Sheely v. DHSS, 145 Wis.2d 328, 338-39, 426 N.W.2d 367, 371-72 (Ct. App. 1988) (Sundby, J., dissenting).  Thus, we agree with the board that, rather than supporting Gordon’s proffered interpretation of § 227.485, Stats., the interpretation embraced by the supreme court in Sheely greatly undermines Gordon’s position.

                        Finally, Gordon argues that the board’s interpretation of the statute results in “a gigantic waste of everyone’s time.”  He points out that a hearing examiner’s proposed decision on the underlying merits may well be rejected or modified by the final decisionmaker, as happened in this case.  Thus, a prevailing party under the proposed decision may no longer be one under the final decision, or the party may have to file a second motion to address the costs issue after the final decision if it differs significantly from the proposed decision.  We disagree that the board’s interpretation of the statute results in any greater burden on the prevailing party, the affected agency, or the administrative decisionmaker than does Gordon’s interpretation.  Under the interpretation we adopt, a party who prevails in an agency’s proposed decision must seek costs and fees within thirty days of the proposed decision, thereby permitting the hearing examiner to make appropriate findings on the entitlement to and amount of costs to be awarded.  Any disputes regarding the hearing examiner’s actions in this regard can then be resolved, along with the merits of the underlying matter, in one final decision by the administrative decisionmaker, which, in turn, is subject to a single judicial review.  This procedure seems at least as efficient, if not more so, than Gordon’s proposed second and separate set of proceedings on the costs issue alone.

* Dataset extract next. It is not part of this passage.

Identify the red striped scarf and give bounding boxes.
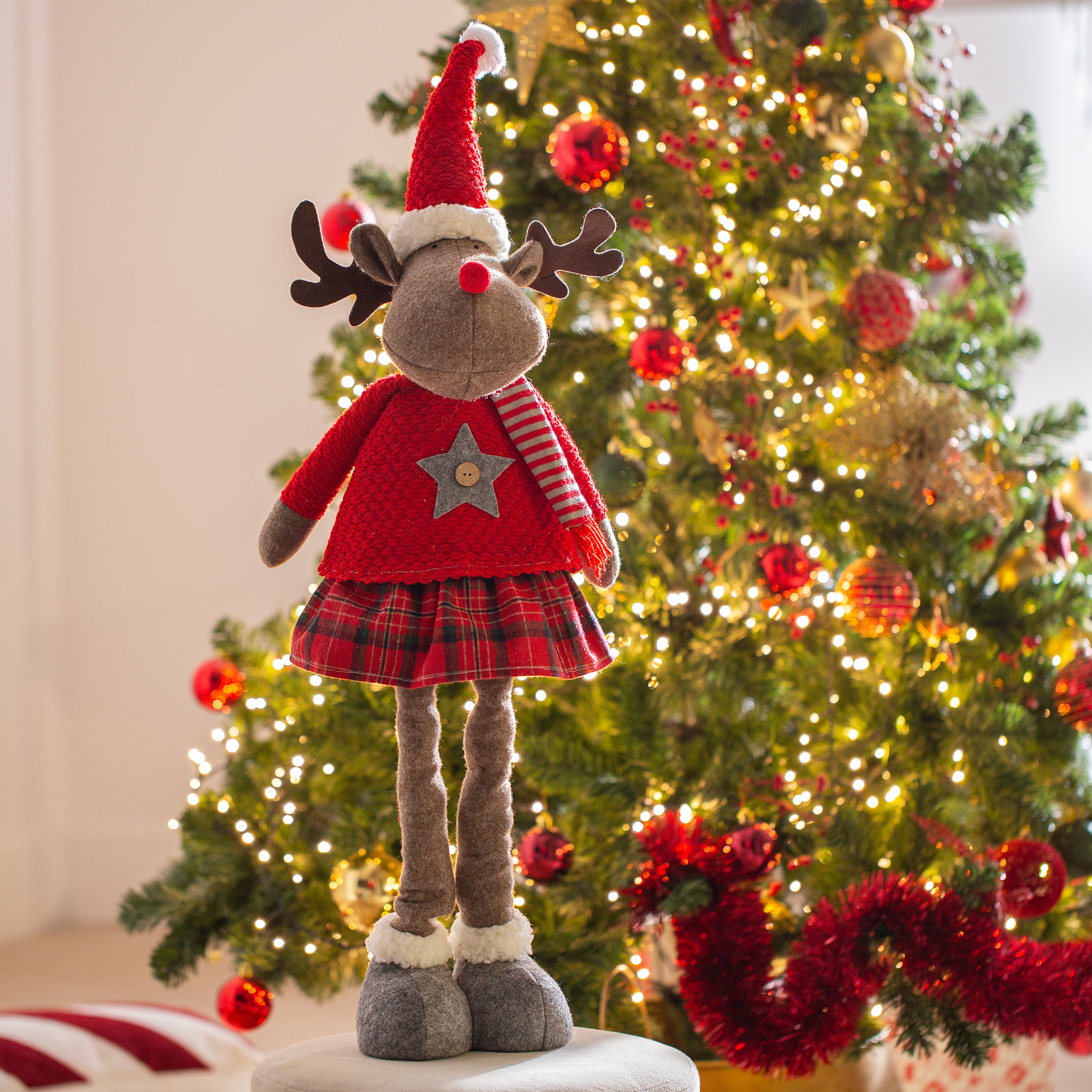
[490,376,611,572]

                        In summary, we conclude that the plain language of § 227.485(5), Stats., requires a prevailing party to submit an application for costs within thirty days of the service of the proposed decision on the merits of the disputed administrative action.  This interpretation is supported, not diminished, by the supreme court’s discussion and holding in Sheely v. DHSS, 150 Wis.2d 320, 442 N.W.2d 1 (1989).  Finally, Gordon has not argued that the statute is ambiguous, nor has he convinced us that its plain language can reasonably be interpreted as he asserts.  Accordingly, Gordon’s application for costs was not timely, and we therefore affirm the appealed order.  Since we conclude that the board correctly determined that it lacked jurisdiction to award costs to Gordon, we do not address whether the board also correctly concluded that the DRL’s position was substantially justified.

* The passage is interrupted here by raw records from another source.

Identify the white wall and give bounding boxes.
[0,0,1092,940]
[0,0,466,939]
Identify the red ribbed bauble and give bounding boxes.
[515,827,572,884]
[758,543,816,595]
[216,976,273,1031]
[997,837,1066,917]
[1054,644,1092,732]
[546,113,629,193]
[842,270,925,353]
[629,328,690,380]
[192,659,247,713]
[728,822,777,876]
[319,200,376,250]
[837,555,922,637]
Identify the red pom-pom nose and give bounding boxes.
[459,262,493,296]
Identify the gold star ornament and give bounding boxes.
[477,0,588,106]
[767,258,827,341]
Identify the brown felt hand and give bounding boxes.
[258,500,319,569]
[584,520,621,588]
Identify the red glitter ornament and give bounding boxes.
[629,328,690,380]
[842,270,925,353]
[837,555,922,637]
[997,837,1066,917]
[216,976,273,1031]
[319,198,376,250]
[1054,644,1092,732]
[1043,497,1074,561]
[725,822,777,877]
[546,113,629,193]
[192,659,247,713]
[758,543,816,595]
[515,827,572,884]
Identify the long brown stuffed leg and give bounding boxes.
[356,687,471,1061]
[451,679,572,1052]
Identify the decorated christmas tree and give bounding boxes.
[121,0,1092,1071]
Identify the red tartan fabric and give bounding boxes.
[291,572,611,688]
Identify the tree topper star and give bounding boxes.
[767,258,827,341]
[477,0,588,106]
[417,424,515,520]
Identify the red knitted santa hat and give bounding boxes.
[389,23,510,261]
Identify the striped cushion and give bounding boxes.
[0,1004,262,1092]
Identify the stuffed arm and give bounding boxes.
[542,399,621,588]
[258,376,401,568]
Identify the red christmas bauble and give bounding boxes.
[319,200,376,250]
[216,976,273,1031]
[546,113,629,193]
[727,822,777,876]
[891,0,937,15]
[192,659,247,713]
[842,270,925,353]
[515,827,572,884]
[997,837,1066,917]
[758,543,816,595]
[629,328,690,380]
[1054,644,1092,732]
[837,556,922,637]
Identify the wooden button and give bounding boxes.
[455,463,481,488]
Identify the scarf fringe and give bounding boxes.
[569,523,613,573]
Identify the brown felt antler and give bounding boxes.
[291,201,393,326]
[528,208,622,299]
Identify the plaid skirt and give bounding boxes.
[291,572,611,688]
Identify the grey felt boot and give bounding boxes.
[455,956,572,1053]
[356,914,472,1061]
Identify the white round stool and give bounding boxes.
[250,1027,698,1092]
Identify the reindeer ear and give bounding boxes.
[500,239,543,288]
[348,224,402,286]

                        By the Court.—Order affirmed.

 


 



[1]  The subsections of § 227.485, Stats., that are relevant to the jurisdictional issue are quoted below in the text of our opinion.

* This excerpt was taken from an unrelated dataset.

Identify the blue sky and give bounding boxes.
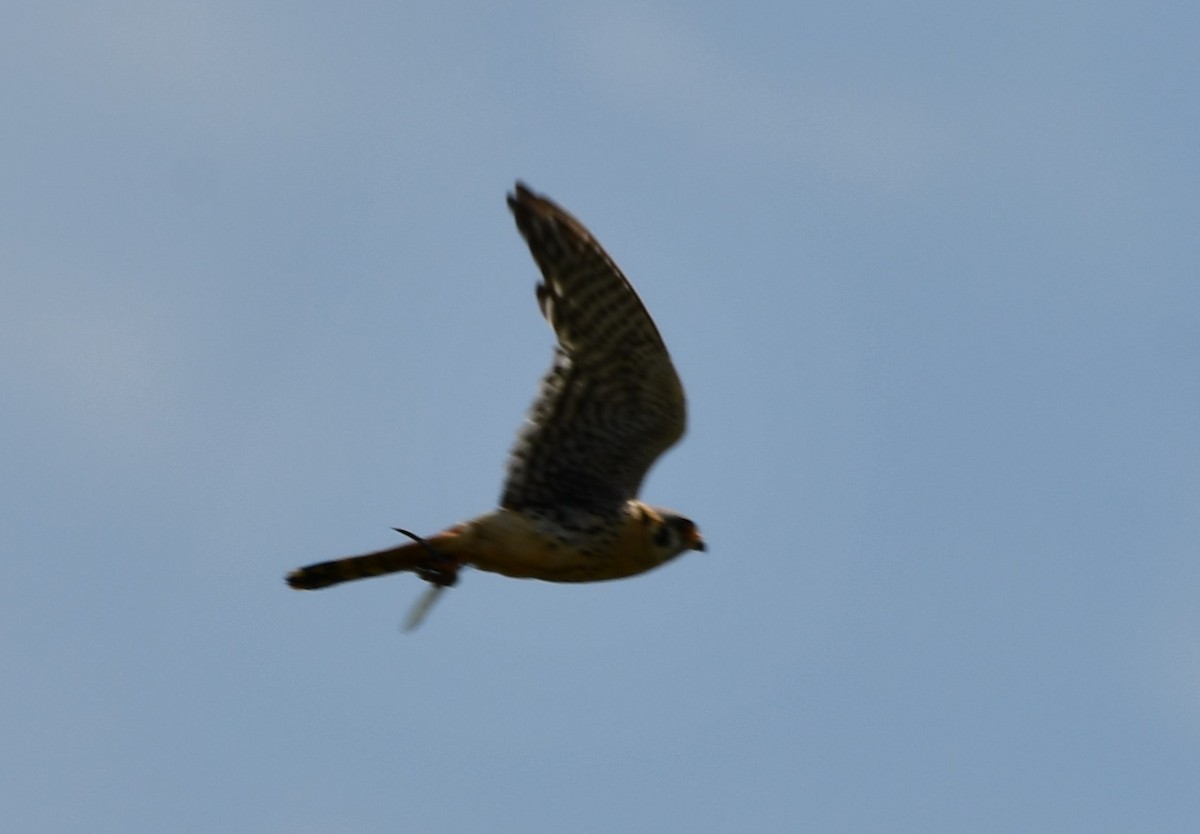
[0,0,1200,834]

[2]  Gordon claims in his brief that the board’s initial decision rejected the DRL’s jurisdictional argument “by implication,” and he implies that the issue was abandoned because it was not raised during judicial review of the initial decision on costs.  We disagree.  The board’s initial decision on costs was silent on the jurisdictional issue.  The DRL was not a party to the initial judicial review proceedings, nor is it a party to the present appeal.  While the board, as respondent, could have advanced during review proceedings additional justifications for sustaining its action, it was not obligated to do so.  Moreover, whether Gordon complied with the statutory time limit for requesting costs is a “jurisdictional question [which] cannot be waived and may be first raised on appeal.”  See Sheely v. DHSS, 150 Wis.2d 320, 330, 442 N.W.2d 1, 6 (1989).